To sum up, the company was able to leverage its existing investment and migrate evolutionarily from an initial prototype to a heavy load, production level solution (from Beta to a Post Digg Effect system), in a short time to market and with minimal risk"
Rocketier was kind enough to
publish part of their work on OpenSpaces.org.
We seem to take it for
granted that dealing with scalability is complex. When we
start a new application it's hard to know whether we're ever going to be
successful to the point where the investment in scalability is worth the
effort. At this initial stage the important thing is time-to-market. We want to get
our idea out there as quickly as possible. This is a reasonable desire
as indeed most projects don't take off.
Now imagine what would happen if dealing with scalability wasn't that difficult. That would have change the entire decision making process, and would enable Twitter and many others to start with a scalable architecture from day one, avoiding this painful process.
So the question is what would is required to simplify building a scalable application to the point in which it is as simple as building it for a single machine?
From my experience, most challenges have already been faced by and dealt with others - so the first thing that I did was look at how others (not necessarily in the same industry) addressed this issue.
In this case, storage virtualization is a good example. At first, we used local disks. Local disks tend to get filled-up quite fast. It was very hard to deal with this problem as it required replacing the disk with a bigger one every time full capacity was reached. IT had to go through this process for every user and every application -- very painful and costly. The solution came in the form of NAS and SAN, or network-attached storage. Instead of using a local disk, use a virtual disk that resides somewhere on the network. The user and the application don't need to be aware of it, because they use a local disk driver that virtualizes the network devices to make them look as if they were just another local disk.
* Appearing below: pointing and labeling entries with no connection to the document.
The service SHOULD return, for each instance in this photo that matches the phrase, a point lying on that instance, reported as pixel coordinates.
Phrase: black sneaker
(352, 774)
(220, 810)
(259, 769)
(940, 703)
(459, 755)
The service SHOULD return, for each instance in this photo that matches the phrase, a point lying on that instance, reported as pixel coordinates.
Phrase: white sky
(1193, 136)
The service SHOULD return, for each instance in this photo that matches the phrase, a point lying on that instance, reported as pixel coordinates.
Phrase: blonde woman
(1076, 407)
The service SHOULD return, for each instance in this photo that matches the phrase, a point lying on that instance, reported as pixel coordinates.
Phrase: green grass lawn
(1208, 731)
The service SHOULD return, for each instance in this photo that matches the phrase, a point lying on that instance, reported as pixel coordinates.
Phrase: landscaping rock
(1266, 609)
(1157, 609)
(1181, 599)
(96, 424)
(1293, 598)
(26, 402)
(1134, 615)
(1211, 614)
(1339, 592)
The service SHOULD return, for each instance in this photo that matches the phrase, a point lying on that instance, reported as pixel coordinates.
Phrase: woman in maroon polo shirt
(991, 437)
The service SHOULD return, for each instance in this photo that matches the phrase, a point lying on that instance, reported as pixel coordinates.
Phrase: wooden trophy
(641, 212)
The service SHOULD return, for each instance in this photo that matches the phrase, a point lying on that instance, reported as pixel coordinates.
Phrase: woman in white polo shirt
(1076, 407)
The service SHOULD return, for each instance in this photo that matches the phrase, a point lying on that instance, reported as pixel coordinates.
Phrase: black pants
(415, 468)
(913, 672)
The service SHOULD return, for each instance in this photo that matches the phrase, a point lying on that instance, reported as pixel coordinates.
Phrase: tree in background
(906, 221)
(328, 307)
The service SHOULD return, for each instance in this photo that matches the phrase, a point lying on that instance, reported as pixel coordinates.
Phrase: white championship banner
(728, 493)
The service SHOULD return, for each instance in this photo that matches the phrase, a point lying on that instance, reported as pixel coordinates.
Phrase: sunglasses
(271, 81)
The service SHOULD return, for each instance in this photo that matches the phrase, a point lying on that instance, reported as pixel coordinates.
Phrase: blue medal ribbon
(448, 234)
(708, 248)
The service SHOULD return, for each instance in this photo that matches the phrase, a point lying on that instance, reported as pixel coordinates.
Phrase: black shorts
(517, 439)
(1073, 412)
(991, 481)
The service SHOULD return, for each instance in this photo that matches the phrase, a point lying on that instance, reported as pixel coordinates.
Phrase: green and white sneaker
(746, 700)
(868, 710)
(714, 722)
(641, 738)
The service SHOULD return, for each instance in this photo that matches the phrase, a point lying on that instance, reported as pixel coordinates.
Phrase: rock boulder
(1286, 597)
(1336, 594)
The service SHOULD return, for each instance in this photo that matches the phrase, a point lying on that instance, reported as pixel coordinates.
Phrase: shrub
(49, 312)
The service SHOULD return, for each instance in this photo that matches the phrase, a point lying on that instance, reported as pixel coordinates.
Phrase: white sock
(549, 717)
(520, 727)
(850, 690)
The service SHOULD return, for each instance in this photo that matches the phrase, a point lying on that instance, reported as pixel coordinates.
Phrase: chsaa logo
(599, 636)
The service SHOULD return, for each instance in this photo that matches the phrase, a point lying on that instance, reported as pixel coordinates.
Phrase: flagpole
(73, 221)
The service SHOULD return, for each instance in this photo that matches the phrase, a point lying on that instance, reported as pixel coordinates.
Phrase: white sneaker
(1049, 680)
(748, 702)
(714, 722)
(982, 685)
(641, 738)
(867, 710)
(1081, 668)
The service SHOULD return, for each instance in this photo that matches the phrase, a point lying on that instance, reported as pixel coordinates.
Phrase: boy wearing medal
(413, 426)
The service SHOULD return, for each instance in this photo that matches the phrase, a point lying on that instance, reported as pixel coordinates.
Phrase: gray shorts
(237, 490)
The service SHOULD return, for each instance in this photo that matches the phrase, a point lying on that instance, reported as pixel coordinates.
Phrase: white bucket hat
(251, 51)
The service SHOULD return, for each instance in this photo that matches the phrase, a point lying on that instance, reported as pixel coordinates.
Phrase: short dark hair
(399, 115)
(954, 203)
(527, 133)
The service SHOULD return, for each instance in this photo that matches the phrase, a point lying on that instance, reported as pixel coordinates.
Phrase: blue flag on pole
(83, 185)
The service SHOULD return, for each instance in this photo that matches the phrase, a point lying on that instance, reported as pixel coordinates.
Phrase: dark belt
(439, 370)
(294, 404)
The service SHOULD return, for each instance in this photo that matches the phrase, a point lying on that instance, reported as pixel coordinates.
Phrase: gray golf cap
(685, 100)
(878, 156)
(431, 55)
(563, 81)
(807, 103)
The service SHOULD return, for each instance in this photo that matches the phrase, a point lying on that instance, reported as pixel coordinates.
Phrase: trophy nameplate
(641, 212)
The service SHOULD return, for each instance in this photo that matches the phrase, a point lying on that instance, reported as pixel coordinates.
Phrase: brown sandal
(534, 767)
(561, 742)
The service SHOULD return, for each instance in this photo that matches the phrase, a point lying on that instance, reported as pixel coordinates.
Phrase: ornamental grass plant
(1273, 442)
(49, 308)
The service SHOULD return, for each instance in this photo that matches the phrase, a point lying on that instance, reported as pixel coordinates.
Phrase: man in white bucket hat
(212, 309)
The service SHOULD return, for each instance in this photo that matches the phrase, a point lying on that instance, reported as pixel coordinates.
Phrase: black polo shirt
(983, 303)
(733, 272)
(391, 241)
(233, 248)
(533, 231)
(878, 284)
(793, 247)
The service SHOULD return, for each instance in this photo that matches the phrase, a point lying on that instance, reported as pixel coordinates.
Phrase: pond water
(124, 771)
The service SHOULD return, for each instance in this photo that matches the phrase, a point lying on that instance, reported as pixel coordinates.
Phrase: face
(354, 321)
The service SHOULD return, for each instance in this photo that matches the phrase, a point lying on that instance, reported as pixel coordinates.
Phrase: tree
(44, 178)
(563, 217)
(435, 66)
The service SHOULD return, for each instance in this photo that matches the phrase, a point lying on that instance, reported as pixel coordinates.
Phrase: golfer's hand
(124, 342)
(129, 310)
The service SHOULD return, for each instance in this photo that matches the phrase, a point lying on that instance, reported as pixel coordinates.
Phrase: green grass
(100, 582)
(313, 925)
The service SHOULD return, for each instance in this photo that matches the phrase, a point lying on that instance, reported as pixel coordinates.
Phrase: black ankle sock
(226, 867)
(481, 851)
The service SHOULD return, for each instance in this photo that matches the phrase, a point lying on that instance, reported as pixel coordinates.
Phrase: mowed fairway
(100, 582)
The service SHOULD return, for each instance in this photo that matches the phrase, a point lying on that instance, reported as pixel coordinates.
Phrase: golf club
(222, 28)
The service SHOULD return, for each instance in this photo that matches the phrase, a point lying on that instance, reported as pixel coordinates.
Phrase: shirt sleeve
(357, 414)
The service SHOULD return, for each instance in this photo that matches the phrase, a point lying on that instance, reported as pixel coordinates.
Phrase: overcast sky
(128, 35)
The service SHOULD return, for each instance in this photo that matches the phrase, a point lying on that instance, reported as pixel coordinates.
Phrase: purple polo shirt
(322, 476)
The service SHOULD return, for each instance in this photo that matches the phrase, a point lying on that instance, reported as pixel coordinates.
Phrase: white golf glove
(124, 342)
The application scales but hasn't changed as a result. We can add and remove devices as we wish with no changes to the application. Later on, if there is a more cost effective solution available, we can easily replace the devices.
We can apply the same concept of virtualization to the middleware stack -- namely the data, the messaging and the processing -- with the same degree of simplicity. The application interacts with a "proxy" that hides the details of how a message or update operation is routed, how fail-over is handled, how data is partitioned and so on.
With services such as Amazon EC2, and other cloud environments, this can be made even simpler, as we can have a pre-configured image and hardware ready for deployment. All we need to do is just deploy our business logic. (See an EC2 example here).